You’ve probably heard the saying “Don’t put all your eggs in one basket.” This applies to your application stack as well. Any application in production should have a disaster strategy for as many failure types as you can think of. The best way to ensure that a failure isn’t a disaster is to have redundancy and an automatic recovery mechanism. Load balancing enables this type of strategy. Multiple machines are live at all times; if one fails it’s just a fraction of your capacity.
In regards to cost, load balancing also offers economic solutions. Deploying a large server can be more expensive than using a pool of smaller ones. It’s also cheaper and easier to add a small node to a pool than to upgrade and replace a large one. Most importantly, the protection against disasters strengthens your brand’s reliability image, which is priceless.

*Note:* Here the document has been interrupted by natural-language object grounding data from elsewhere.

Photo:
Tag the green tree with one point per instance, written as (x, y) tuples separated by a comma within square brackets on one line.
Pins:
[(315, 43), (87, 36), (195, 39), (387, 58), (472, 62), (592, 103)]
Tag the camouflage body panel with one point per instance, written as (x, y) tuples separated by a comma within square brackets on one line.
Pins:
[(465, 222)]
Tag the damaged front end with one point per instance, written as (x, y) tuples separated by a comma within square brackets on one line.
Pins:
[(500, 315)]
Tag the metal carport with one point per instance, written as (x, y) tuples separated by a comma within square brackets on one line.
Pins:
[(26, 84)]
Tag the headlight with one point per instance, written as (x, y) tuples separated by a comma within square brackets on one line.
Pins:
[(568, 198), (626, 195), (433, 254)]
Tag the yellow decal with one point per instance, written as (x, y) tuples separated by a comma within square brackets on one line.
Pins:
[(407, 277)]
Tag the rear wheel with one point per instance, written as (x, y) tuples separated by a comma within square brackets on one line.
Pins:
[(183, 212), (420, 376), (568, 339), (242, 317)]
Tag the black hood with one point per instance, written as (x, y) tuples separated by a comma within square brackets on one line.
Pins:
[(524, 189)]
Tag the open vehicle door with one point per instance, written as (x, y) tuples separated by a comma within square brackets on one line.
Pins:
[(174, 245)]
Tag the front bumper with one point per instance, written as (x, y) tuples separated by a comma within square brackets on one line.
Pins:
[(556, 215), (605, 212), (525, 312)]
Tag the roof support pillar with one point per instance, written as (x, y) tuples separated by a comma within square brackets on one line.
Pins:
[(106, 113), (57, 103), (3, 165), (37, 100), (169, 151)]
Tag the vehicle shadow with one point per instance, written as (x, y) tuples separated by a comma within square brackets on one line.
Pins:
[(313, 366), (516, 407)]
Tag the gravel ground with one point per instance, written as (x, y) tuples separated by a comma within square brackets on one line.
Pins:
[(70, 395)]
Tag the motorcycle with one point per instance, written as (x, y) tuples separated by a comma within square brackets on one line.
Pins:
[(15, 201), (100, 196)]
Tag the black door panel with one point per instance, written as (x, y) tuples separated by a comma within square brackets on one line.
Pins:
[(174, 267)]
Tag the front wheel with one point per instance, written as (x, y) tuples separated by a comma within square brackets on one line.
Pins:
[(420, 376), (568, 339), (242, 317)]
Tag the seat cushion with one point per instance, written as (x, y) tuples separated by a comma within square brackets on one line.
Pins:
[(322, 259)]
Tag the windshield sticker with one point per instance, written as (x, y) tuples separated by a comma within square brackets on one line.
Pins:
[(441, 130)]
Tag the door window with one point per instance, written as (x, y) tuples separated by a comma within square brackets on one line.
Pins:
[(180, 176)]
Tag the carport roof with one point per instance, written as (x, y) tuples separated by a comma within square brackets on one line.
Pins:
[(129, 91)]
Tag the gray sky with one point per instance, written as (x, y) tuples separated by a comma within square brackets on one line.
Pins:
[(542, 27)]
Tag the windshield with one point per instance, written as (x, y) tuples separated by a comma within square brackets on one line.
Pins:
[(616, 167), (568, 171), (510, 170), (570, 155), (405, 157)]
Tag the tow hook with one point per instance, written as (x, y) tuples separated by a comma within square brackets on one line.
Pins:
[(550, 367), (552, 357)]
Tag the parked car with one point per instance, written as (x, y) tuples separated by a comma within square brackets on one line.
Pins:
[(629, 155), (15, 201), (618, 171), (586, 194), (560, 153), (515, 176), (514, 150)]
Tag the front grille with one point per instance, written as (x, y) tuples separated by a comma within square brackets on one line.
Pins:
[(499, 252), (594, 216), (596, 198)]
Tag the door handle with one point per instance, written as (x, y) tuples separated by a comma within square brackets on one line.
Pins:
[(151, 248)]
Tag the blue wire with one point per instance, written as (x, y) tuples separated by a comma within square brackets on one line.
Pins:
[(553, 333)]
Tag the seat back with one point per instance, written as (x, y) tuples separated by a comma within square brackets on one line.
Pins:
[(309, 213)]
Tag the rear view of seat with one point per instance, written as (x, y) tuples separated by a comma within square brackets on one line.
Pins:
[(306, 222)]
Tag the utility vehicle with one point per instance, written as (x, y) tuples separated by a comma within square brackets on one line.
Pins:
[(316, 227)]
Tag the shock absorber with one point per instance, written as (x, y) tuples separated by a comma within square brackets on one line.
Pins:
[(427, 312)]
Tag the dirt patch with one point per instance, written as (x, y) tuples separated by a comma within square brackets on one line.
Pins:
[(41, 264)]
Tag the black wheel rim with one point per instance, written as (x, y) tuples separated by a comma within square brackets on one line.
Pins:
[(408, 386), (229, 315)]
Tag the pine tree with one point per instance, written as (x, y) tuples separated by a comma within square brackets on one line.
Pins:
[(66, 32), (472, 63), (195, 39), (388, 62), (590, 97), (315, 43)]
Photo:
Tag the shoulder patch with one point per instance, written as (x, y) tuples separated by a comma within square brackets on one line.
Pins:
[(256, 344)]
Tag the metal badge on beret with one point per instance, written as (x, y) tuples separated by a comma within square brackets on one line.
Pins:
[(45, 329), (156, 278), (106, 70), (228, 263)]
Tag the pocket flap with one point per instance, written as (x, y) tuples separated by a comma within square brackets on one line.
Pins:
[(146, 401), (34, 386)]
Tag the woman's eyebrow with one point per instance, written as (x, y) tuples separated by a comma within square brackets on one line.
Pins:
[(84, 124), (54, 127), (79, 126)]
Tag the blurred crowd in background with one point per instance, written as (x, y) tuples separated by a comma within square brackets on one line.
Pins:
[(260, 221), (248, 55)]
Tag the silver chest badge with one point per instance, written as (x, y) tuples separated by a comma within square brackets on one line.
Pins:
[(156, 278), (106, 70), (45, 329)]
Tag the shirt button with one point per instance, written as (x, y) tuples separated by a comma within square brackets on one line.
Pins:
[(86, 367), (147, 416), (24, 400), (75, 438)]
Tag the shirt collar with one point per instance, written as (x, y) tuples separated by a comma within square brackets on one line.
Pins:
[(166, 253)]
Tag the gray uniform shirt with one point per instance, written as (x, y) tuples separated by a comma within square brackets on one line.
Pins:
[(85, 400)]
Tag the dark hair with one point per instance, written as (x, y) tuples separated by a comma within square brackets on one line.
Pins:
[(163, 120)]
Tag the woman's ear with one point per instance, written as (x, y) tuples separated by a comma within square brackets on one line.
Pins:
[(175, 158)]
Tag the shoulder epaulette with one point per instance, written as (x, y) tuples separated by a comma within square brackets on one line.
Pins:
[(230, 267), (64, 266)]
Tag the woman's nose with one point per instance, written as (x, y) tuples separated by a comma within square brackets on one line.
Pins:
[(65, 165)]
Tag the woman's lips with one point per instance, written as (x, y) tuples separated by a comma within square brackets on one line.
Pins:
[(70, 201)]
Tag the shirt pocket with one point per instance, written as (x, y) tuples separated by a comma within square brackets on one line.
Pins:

The ability to disperse load between multiple machines solves important performance issues, which is why load balancers continue to evolve.
Load balancers have come a long way since their inception. One way to load balance is through the Domain Name System (DNS), which would be considered client side. Another would be to load balance on the server side, where traffic passes through a load balancing device that distributes load over a pool of servers. Both ways are valid, but DNS and client side load balancing is limited, and should be used with caution because DNS records are cached according to their time-to-live (TTL) attribute, and that will lead your client to non-operating nodes and produce a delay after changes. Server-side load balancing is powerful, it can provide fine-grain control, and enable immediate change to the interaction between client and application. This book will mainly cover server-side load balancing.
Server-side load balancers have evolved from simply routing packets, to being fully application aware. These are the two types of load balancers known as network load balancers and application load balancers. Both named with respect to the layer of the OSI model to which they operate.
The application load balancers are where there are interesting advancements. Because the load balancer is able to understand the packet at the application level, it has more context to the way it balances and routes traffic. Load balancers have also advanced in the variety of features that they provide. Being in line with the presentation of the application, an application load balancer is a great place to add another layer of security, or cache requests to lower response times.
Even as load balancers have evolved, earlier “network layer” load balancers remain relevant even as newer “application layer” load balancers have also become useful. Network load balancers are great for simply and quickly distributing load. Application load balancers are important for routing specifics, such as session persistence and presentation. Later in this book, you will learn how all of these types of load balancing techniques work together to serve your goal of a highly performant, secure, and reliable application.